O ministro da Saúde, Gilberto Occhi, informou a parlamentares na manhã desta quinta-feira (6) que 123 vagas do Programa Mais Médicos ainda não haviam sido preenchidas, na véspera do fim do prazo de inscrição. Ele disse que o governo tem um “plano B” caso haja desistências de profissionais já inscritos e continue sobrando vaga. O representante do Executivo participou nesta quinta de uma audiência pública na Comissão Mista de Orçamento (CMO).

Occhi explicou que o edital estará aberto até as 23h59 desta sexta-feira (7) e disse esperar que as vagas sejam preenchidas. Se isso não ocorrer, o programa será aberto para médicos brasileiros formados no exterior.

— O profissional tem até 14 de dezembro para se apresentar. Caso isso não aconteça, temos um plano B. Já no dia 17, na segunda-feira, vamos publicar novo edital abrindo oportunidade para brasileiros formados no exterior, estrangeiros e mais os médicos brasileiros com CRM [registro no Conselho Regional de Medicina] — adiantou.

Conforme o ministro, inicialmente foram 35 mil inscritos no programa, dos quais 8.394 escolheram suas cidades.
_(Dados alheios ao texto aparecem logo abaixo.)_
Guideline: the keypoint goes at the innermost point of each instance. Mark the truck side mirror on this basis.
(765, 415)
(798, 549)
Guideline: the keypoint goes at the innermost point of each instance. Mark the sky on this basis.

Desses, 3.700 já entraram em contato com as respectivas secretarias municipais de Saúde. O governo está ofertando 8.517 vagas no total em 2.824 municípios.

Adesão

O ministro informou que o governo agiu rápido logo depois que Cuba anunciou a retirada de seus profissionais. Segundo ele, no início não se tinha certeza de uma adesão tão grande na abertura da primeira convocação.

Occhi relatou que o ministério chegou a cogitar o uso dos formados em medicina que fizeram o Fies. Nesse caso, o governo lhes pagaria uma bolsa, além de oferecer proposta para o financiamento ou pagamento da dívida.

— Enquanto ele estivesse prestando o serviço num determinado local, assumiríamos o financiamento que ele deve ao governo e pagaríamos ainda uma bolsa para ele se manter em qualquer cidade brasileira.

O ministro prestou contas ao Congresso sobre indicadores e o desempenho orçamentário do Sistema Único de Saúde (SUS) nos dois primeiros quadrimestres do ano. Essa prestação de contas periódica é uma exigência da Lei Complementar 141, de 2012, que estabelece recursos mínimos a serem aplicados na saúde. Na audiência desta quinta, ele afirmou aos parlamentares que em 2018 haverá aplicação recorde de recursos na saúde.